I started to fall apart on the Devil's Loop.  I made sure to get some calories down the hatch, and kept sucking down the water.  It was a nice, sunny day up there, even with the wind, and I feel like I was a little less pissed off this year than I have been in past years.  I did curse some here and there, but I was just tired.  My toes got pretty cold on Skeleton Trail, and of course, we turned back into the wind which stung the face with snow and dirt and made running all but impossible.


Starting Devil's Loop.  I was still feeling good at that point.
  

This picture demonstates my pants falling off my ass.
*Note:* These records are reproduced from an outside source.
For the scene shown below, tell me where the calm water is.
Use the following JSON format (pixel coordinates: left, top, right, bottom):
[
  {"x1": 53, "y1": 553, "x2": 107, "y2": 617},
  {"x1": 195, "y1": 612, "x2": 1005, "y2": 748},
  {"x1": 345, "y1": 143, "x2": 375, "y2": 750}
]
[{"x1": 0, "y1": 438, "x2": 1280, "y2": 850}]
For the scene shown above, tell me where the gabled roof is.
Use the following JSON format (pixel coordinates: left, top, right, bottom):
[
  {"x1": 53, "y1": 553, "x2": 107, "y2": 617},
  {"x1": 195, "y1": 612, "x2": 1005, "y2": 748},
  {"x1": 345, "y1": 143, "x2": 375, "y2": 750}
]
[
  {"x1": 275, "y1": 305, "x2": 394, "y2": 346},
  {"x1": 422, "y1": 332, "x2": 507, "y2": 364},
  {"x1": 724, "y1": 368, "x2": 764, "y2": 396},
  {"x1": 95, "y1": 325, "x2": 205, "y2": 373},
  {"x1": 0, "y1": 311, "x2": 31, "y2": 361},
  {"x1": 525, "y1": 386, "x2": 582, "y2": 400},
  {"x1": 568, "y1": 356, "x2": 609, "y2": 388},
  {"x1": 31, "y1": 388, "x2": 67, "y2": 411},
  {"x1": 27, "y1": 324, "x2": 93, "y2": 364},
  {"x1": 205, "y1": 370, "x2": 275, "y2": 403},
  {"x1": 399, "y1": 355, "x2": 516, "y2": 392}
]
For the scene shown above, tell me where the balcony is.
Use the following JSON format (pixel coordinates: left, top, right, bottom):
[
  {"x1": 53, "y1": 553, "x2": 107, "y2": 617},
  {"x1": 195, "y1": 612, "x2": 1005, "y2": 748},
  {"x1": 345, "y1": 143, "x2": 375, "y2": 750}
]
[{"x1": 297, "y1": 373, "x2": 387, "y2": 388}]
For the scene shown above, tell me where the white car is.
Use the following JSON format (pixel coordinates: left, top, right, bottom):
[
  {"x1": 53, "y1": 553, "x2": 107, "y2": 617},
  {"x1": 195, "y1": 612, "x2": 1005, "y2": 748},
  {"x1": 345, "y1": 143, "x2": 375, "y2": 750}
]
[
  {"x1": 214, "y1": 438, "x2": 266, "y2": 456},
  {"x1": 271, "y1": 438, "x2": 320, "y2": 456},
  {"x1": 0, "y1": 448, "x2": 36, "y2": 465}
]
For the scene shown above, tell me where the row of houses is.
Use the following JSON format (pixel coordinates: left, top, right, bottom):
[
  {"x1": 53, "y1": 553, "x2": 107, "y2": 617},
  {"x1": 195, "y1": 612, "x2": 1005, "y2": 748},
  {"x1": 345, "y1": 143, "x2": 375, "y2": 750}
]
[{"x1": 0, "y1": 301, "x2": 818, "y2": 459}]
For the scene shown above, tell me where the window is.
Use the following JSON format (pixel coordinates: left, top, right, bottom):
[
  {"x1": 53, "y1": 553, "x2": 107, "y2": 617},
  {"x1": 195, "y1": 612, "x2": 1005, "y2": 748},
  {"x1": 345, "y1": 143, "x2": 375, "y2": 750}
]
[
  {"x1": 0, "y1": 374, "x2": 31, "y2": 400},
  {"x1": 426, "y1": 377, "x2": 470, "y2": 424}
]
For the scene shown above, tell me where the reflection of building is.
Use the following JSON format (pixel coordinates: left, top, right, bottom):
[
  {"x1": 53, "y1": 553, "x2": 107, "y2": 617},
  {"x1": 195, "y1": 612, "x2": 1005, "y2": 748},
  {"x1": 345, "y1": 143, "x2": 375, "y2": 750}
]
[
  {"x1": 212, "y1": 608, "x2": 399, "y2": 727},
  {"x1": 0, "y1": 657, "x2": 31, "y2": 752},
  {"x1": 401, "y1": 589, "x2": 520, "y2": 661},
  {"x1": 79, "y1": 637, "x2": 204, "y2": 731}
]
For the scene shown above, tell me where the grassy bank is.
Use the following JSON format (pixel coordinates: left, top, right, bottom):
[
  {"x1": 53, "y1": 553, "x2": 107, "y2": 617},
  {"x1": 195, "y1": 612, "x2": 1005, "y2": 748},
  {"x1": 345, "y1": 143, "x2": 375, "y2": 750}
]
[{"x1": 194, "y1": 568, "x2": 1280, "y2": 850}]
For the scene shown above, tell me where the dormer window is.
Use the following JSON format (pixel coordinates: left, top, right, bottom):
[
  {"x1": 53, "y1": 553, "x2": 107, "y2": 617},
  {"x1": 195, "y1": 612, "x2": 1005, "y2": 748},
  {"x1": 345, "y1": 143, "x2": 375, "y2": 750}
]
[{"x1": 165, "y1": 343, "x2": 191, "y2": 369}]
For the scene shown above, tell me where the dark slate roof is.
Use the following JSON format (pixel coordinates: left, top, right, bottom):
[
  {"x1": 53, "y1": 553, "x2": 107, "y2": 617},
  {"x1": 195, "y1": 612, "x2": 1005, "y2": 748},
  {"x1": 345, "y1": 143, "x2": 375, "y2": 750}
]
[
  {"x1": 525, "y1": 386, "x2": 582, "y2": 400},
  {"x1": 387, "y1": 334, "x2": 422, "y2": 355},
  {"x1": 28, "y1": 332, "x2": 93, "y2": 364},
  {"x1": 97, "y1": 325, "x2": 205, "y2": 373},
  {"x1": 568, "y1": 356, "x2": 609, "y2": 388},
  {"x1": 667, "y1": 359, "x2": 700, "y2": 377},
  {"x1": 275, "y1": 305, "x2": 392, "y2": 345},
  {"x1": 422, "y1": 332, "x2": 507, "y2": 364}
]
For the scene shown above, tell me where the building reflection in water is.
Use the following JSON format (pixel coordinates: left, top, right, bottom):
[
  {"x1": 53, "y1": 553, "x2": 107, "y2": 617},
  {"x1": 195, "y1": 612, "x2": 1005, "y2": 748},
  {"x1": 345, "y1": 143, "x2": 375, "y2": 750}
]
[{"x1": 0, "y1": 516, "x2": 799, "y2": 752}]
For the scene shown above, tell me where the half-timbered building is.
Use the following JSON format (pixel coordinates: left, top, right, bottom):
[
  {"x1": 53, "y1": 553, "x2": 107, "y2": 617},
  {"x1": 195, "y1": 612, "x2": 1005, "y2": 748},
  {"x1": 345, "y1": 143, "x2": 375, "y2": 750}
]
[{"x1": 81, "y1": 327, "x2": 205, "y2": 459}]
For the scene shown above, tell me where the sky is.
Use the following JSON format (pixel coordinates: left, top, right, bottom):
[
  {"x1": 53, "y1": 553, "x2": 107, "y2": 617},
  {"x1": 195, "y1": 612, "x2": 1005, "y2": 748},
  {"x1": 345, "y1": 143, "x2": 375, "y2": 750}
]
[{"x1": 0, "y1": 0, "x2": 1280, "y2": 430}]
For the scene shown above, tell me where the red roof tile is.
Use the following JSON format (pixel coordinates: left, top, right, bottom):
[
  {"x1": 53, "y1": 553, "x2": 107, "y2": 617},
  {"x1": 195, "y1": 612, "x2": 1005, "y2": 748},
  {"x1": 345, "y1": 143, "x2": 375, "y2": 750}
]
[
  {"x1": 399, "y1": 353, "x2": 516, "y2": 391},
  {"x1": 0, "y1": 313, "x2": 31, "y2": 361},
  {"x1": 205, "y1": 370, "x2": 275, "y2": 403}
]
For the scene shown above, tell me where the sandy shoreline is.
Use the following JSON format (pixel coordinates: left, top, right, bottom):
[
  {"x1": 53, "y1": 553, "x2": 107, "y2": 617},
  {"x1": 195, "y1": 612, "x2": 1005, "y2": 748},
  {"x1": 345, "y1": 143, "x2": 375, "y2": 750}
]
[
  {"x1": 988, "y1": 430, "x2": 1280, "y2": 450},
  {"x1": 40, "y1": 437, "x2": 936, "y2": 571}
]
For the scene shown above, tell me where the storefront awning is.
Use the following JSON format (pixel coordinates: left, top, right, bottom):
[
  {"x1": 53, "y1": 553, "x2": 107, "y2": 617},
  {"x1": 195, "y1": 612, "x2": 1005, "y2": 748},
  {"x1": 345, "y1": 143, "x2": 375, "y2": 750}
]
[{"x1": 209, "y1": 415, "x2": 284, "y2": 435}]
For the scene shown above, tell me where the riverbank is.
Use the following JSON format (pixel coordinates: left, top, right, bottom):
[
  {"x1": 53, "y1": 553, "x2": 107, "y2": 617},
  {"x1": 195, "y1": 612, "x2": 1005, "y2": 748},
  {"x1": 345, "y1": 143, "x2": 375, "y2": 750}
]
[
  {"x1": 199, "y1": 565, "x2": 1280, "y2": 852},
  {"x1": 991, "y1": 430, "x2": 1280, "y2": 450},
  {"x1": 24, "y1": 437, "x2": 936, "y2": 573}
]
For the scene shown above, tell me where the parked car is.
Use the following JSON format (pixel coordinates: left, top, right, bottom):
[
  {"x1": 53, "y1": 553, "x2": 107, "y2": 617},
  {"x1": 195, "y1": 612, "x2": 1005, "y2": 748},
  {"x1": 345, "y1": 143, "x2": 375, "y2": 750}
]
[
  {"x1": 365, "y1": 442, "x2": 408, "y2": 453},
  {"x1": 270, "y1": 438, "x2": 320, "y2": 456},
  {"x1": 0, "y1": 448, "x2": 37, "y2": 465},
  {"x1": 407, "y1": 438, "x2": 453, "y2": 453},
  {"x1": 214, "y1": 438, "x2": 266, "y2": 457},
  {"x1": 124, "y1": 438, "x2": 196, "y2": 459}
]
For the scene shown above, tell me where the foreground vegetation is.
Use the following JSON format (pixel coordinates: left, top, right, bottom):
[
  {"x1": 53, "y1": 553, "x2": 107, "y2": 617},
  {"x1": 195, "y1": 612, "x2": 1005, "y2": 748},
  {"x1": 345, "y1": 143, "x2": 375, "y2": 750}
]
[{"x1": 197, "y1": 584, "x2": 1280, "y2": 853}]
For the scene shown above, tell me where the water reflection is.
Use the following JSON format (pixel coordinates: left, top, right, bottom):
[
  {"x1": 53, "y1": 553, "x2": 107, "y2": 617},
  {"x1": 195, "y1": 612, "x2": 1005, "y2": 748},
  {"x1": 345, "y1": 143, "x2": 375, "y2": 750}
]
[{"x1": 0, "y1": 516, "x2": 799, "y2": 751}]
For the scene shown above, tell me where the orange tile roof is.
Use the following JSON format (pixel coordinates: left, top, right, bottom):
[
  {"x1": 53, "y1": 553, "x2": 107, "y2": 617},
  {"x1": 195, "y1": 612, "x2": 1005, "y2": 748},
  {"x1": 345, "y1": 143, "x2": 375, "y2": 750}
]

I just went with it for the most part.  There was no such thing as running, and I just bore down and trudged.  A couple of miles from the finish I cramped really badly, especially in my hamstrings from pulling my legs out of postholes.  I got out into the open for the finish, and fought the wind with what energy I had left.  I did manage to "run" into the finish.  All I wanted at that point was some dry clothes and to get the feeling back in my toes. 

I had originally signed up for the 22-mile double loop, but I declined to continue.  One of that was more than enough.  I climbed into Josh Fuller's little Scamp camper, changed, ate some soup, got my toes warm, and then drank one of the tastiest PBRs I've ever had in my life.


Survivors' Dinner Party at The Library.  So many tasty calories!

*Photos by Wendy Perkins*

Week's Miles: 50
Running Time: 7:56
Year to Date: 420 (52:43 running time)

Gear: Asics Sky Speed (173 miles) Saucony Peregrine (193 miles)

And with that, I am off.  Since the weather appears as though it's actually going to cooperate for once, I am hopping in the truck and heading up to Boise for a few days.  I'm going to stop and camp at City of Rocks on my way up, and then hang out with the Knights, and hopefully do a little spectating at the NCAA indoor championships and even more hopefully, do a little trail running.  Man, I sure could use some trail running.  Winter, BE GONE!